The only alternatives would be that everyone is lying, and the entire story was fabricated, or somehow Micheala’s mind had separated from her physical brain temporarily, and she was able to learn and later recall accurate, new information she did not know prior to the accident.
Any of the three alternatives are theoretically possible: Michaela’s subconscious mind could have learned the anecdote by overhearing a conversation during her coma. However, that assumes the anecdote was repeated in her room and learned that way without any evidence to substantiate that argument. The second option, that everyone is lying about the incident, requires a motive. Cui bono?
Who benefits from this lie?
The third and final option is the human mind and physical brain could be caused to temporarily separate due to trauma, and the problem is that possibility is not scientific. Or is it?
For any scientific theory to be validated, evidence to support such a claim must be observable and repeatable. The problem is that it’s tough to find volunteers willing to suffer new trauma just to satisfy a skeptical audience. On the other hand, we don’t need to repeat the exact same scenario to provide corroborating evidence. We simply need to look for additional examples of quantum memories that could be investigated and confirmed.
Pam Reynolds claimed to have created new memories while on the operating table, during neurosurgery for an aneurysm at the base of her brain. Pam clearly and accurately recalled a conversation which occurred at a point in the process when her surgeon, Dr. Robert Spetzler, insisted that it would have been impossible for her to see or hear anything.

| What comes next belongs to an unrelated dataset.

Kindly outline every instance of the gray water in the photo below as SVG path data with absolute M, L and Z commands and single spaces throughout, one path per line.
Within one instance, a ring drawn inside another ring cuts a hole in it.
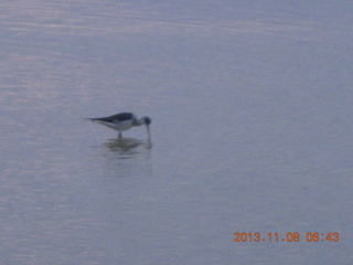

Either of these stories could be absolutely true. There’s no obvious motive for anyone involved in either story to lie, and the witnesses all appeared to be credible. In both cases, for the new memory to be false, multiple people including disinterested medical professionals would have to have conspired for no discernible reason or tangible benefit, unless “lying for Jesus” really is a thing people do.
The problem for monists is that every such account must be false. Not only the accounts of Pam Reynolds and Michaela Chatterjee, but every other documented and investigated example of corroborated veridical information learned while the mind and brain were separate. Allegedly.
If even one account can truly be verified, then perhaps we already have solid scientific evidence demonstrating that consciousness itself has quantum properties.